October 2, 2013
What Is Riak CS?
In May of this year, we posted the top 5 questions we heard from customers and our community about Riak CS; today we’ll take a deeper dive into the technical details, specifically the differences between Riak CS and Riak itself.
Riak CS as Compared to Riak
Both Riak CS and Riak are, at their core, places to store objects. Both are open source and both are designed to be used in a cluster of servers for availability and scalability.
The fundamental distinction between the two is simple: Riak CS can be used for storing very large objects, into the terabyte size range, while Riak is optimized for fast storage and retrieval of small objects (typically no more than a few megabytes).
There are subtle differences; however, that can be obscured by the similarities between the two.
Why Would I Use Riak CS?
Riak CS is used for a variety of reasons. Some examples:
- Private object storage services, for example for companies that want to store sensitive data behind their own firewalls.
- Large binary object storage as part of a voice or video service.

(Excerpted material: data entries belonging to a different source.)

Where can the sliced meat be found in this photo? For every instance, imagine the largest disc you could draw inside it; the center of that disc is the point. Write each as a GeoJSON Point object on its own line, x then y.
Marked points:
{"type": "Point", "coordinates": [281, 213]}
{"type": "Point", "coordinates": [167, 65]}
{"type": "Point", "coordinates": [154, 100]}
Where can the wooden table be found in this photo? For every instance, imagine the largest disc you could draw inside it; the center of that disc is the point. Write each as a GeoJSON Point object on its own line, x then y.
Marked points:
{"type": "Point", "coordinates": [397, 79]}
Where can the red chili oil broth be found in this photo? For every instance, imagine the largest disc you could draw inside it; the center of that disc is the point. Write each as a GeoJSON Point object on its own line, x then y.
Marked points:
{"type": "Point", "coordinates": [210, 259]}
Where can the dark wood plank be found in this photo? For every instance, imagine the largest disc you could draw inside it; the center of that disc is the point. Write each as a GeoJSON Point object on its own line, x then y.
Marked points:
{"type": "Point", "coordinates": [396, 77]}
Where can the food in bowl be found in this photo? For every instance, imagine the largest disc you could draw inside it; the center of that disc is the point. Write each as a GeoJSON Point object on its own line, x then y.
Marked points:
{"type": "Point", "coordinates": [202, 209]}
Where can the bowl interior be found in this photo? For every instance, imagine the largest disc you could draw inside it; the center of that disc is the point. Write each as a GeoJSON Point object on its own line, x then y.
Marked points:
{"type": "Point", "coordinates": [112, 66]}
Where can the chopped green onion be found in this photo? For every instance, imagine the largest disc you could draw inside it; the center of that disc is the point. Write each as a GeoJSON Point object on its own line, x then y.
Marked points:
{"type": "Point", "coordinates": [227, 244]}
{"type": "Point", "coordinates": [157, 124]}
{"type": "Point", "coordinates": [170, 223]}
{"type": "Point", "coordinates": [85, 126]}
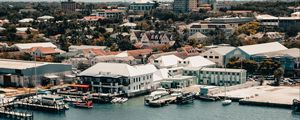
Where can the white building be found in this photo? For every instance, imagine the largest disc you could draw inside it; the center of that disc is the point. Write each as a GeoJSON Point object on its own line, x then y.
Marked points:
{"type": "Point", "coordinates": [217, 76]}
{"type": "Point", "coordinates": [218, 55]}
{"type": "Point", "coordinates": [167, 61]}
{"type": "Point", "coordinates": [206, 29]}
{"type": "Point", "coordinates": [17, 73]}
{"type": "Point", "coordinates": [119, 78]}
{"type": "Point", "coordinates": [27, 46]}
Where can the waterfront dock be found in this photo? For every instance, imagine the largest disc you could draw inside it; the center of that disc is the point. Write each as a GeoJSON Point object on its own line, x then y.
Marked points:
{"type": "Point", "coordinates": [16, 115]}
{"type": "Point", "coordinates": [281, 96]}
{"type": "Point", "coordinates": [162, 101]}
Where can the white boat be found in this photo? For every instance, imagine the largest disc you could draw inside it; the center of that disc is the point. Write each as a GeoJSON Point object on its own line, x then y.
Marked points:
{"type": "Point", "coordinates": [116, 100]}
{"type": "Point", "coordinates": [226, 102]}
{"type": "Point", "coordinates": [119, 100]}
{"type": "Point", "coordinates": [123, 100]}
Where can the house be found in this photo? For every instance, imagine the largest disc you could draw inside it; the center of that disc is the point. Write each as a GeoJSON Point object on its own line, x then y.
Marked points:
{"type": "Point", "coordinates": [45, 18]}
{"type": "Point", "coordinates": [217, 76]}
{"type": "Point", "coordinates": [110, 14]}
{"type": "Point", "coordinates": [119, 78]}
{"type": "Point", "coordinates": [155, 38]}
{"type": "Point", "coordinates": [42, 52]}
{"type": "Point", "coordinates": [282, 22]}
{"type": "Point", "coordinates": [250, 50]}
{"type": "Point", "coordinates": [142, 6]}
{"type": "Point", "coordinates": [91, 18]}
{"type": "Point", "coordinates": [26, 20]}
{"type": "Point", "coordinates": [17, 73]}
{"type": "Point", "coordinates": [167, 61]}
{"type": "Point", "coordinates": [129, 25]}
{"type": "Point", "coordinates": [73, 48]}
{"type": "Point", "coordinates": [218, 55]}
{"type": "Point", "coordinates": [196, 62]}
{"type": "Point", "coordinates": [199, 37]}
{"type": "Point", "coordinates": [23, 47]}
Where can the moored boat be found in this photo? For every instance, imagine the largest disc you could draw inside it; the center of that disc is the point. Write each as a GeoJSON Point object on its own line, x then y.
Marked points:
{"type": "Point", "coordinates": [226, 102]}
{"type": "Point", "coordinates": [185, 98]}
{"type": "Point", "coordinates": [83, 104]}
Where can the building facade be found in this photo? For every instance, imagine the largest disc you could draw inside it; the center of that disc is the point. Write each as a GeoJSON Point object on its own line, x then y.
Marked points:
{"type": "Point", "coordinates": [16, 73]}
{"type": "Point", "coordinates": [118, 78]}
{"type": "Point", "coordinates": [69, 5]}
{"type": "Point", "coordinates": [183, 6]}
{"type": "Point", "coordinates": [218, 76]}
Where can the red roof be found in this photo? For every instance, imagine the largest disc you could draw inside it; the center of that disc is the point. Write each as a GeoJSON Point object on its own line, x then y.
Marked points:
{"type": "Point", "coordinates": [93, 18]}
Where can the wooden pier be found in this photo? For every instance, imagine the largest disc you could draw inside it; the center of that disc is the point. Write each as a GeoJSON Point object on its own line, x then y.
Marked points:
{"type": "Point", "coordinates": [16, 115]}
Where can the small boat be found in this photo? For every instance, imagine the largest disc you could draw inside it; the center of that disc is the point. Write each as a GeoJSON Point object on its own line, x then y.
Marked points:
{"type": "Point", "coordinates": [226, 102]}
{"type": "Point", "coordinates": [116, 100]}
{"type": "Point", "coordinates": [123, 100]}
{"type": "Point", "coordinates": [119, 100]}
{"type": "Point", "coordinates": [206, 98]}
{"type": "Point", "coordinates": [83, 104]}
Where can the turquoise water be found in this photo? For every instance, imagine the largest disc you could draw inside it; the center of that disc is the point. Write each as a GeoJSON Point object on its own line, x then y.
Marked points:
{"type": "Point", "coordinates": [134, 109]}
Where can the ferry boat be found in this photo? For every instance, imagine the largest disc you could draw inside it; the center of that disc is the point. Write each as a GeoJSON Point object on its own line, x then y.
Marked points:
{"type": "Point", "coordinates": [185, 98]}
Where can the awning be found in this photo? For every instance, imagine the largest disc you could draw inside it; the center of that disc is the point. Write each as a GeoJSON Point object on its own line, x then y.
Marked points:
{"type": "Point", "coordinates": [51, 76]}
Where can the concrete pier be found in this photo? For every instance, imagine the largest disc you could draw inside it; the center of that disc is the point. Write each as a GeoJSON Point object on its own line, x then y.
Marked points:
{"type": "Point", "coordinates": [281, 96]}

- An integrated component in an OpenStack cloud solution, storing and serving VM images on demand.
Tier 3, Yahoo! Japan, Datapipe, and Turner Broadcasting are just a few of the big names using Riak CS today.

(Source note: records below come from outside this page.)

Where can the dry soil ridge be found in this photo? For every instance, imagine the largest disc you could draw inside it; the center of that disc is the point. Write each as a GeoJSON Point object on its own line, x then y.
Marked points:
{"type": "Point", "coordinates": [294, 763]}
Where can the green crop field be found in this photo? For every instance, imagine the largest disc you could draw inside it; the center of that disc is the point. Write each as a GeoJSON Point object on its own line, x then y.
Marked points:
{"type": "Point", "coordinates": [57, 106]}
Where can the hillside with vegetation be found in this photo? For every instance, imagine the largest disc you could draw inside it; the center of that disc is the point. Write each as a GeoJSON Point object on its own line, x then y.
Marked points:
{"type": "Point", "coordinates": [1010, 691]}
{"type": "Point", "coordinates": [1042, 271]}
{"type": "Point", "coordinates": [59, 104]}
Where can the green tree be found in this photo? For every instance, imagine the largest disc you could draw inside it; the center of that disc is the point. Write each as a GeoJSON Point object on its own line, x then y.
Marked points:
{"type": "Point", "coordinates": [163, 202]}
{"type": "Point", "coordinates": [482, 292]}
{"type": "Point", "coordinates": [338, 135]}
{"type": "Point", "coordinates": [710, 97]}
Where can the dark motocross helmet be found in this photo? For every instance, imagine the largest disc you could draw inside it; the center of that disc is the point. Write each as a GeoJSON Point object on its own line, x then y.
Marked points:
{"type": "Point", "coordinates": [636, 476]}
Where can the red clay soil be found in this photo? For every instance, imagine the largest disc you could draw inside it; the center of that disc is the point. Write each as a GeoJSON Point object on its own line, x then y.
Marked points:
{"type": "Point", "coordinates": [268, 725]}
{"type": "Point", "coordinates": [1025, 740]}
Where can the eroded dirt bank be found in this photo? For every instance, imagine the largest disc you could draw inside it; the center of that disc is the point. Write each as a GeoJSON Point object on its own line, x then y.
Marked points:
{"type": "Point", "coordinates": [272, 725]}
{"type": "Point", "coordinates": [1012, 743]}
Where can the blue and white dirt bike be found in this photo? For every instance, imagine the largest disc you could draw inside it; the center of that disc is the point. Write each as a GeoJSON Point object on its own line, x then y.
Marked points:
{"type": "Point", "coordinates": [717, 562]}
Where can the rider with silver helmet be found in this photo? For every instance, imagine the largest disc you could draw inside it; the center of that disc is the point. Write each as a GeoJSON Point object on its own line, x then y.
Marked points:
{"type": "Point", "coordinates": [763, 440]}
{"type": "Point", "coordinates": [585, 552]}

What Does Riak CS Do That Riak Doesn’t?
Riak CS carves large objects into small chunks of data to be distributed throughout a Riak cluster and, when used with Riak CS Enterprise, synchronized with remote data centers.
Riak CS adds compatibility with Amazon’s S3 and OpenStack’s Swift APIs. These offer very different semantics than Riak, and the advanced search capabilities in Riak such as Secondary Indexes and full text search are not available using S3 or Swift clients.

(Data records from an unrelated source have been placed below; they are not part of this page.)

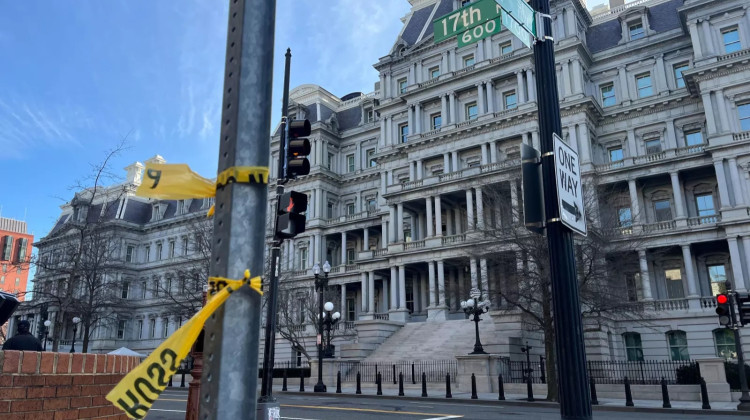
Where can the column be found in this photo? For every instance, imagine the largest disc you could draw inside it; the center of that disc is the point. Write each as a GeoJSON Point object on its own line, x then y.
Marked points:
{"type": "Point", "coordinates": [480, 208]}
{"type": "Point", "coordinates": [689, 272]}
{"type": "Point", "coordinates": [645, 279]}
{"type": "Point", "coordinates": [401, 287]}
{"type": "Point", "coordinates": [343, 248]}
{"type": "Point", "coordinates": [430, 225]}
{"type": "Point", "coordinates": [400, 222]}
{"type": "Point", "coordinates": [431, 282]}
{"type": "Point", "coordinates": [677, 191]}
{"type": "Point", "coordinates": [438, 217]}
{"type": "Point", "coordinates": [469, 209]}
{"type": "Point", "coordinates": [635, 206]}
{"type": "Point", "coordinates": [441, 283]}
{"type": "Point", "coordinates": [721, 179]}
{"type": "Point", "coordinates": [736, 186]}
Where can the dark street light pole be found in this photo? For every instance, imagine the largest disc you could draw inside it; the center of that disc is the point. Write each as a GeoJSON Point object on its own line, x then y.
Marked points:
{"type": "Point", "coordinates": [321, 284]}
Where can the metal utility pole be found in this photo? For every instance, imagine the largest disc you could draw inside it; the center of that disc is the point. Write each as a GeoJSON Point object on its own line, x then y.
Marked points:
{"type": "Point", "coordinates": [229, 380]}
{"type": "Point", "coordinates": [575, 400]}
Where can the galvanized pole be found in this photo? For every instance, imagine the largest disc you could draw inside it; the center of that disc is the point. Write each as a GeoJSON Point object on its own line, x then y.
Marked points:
{"type": "Point", "coordinates": [573, 384]}
{"type": "Point", "coordinates": [230, 373]}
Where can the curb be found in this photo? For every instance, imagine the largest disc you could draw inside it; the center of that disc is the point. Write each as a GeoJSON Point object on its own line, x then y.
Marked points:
{"type": "Point", "coordinates": [543, 404]}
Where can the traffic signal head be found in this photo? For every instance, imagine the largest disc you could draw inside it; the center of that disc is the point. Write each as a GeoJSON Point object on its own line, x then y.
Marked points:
{"type": "Point", "coordinates": [297, 148]}
{"type": "Point", "coordinates": [290, 222]}
{"type": "Point", "coordinates": [723, 310]}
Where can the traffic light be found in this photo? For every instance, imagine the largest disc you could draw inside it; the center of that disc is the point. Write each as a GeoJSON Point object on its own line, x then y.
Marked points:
{"type": "Point", "coordinates": [297, 148]}
{"type": "Point", "coordinates": [290, 222]}
{"type": "Point", "coordinates": [743, 303]}
{"type": "Point", "coordinates": [723, 309]}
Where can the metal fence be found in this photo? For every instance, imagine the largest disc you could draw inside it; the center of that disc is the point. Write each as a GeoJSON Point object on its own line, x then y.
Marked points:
{"type": "Point", "coordinates": [435, 370]}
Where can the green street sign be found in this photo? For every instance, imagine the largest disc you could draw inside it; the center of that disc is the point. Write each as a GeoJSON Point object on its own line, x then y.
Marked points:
{"type": "Point", "coordinates": [467, 17]}
{"type": "Point", "coordinates": [489, 28]}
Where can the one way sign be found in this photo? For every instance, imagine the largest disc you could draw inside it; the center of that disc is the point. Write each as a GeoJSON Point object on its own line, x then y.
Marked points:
{"type": "Point", "coordinates": [569, 188]}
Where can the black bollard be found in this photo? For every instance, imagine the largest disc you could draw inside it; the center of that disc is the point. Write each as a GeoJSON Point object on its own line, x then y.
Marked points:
{"type": "Point", "coordinates": [704, 395]}
{"type": "Point", "coordinates": [628, 394]}
{"type": "Point", "coordinates": [592, 386]}
{"type": "Point", "coordinates": [665, 394]}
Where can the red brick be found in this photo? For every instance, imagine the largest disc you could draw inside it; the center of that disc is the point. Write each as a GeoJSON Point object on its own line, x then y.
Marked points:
{"type": "Point", "coordinates": [63, 363]}
{"type": "Point", "coordinates": [11, 361]}
{"type": "Point", "coordinates": [40, 392]}
{"type": "Point", "coordinates": [56, 403]}
{"type": "Point", "coordinates": [48, 363]}
{"type": "Point", "coordinates": [77, 365]}
{"type": "Point", "coordinates": [28, 380]}
{"type": "Point", "coordinates": [69, 391]}
{"type": "Point", "coordinates": [24, 405]}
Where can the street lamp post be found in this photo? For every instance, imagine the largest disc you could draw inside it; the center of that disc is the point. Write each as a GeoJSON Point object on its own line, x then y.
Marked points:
{"type": "Point", "coordinates": [475, 307]}
{"type": "Point", "coordinates": [76, 320]}
{"type": "Point", "coordinates": [47, 323]}
{"type": "Point", "coordinates": [321, 284]}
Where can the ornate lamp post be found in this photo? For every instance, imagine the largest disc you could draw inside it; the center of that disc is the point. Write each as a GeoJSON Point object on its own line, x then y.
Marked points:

We strongly advise against it, but it is possible to work with Riak’s standard APIs “under the hood” when deploying a Riak CS solution.
Work is actively underway to add a security model to Riak in the upcoming 2.0 release.
Buckets or Buckets?
Users of Riak CS store their objects in virtual containers (called buckets in Amazon S3 parlance, containers in OpenStack).
Riak also relies heavily on buckets for data storage and configuration but, despite the names, these buckets are not the same.
As an example of how this can cause confusion: the replication factor in Riak (the number of times a piece of data is stored in a cluster) is configurable per-bucket. Because Riak’s buckets do not underly the user buckets in Riak CS, this feature cannot be used to create tiered services.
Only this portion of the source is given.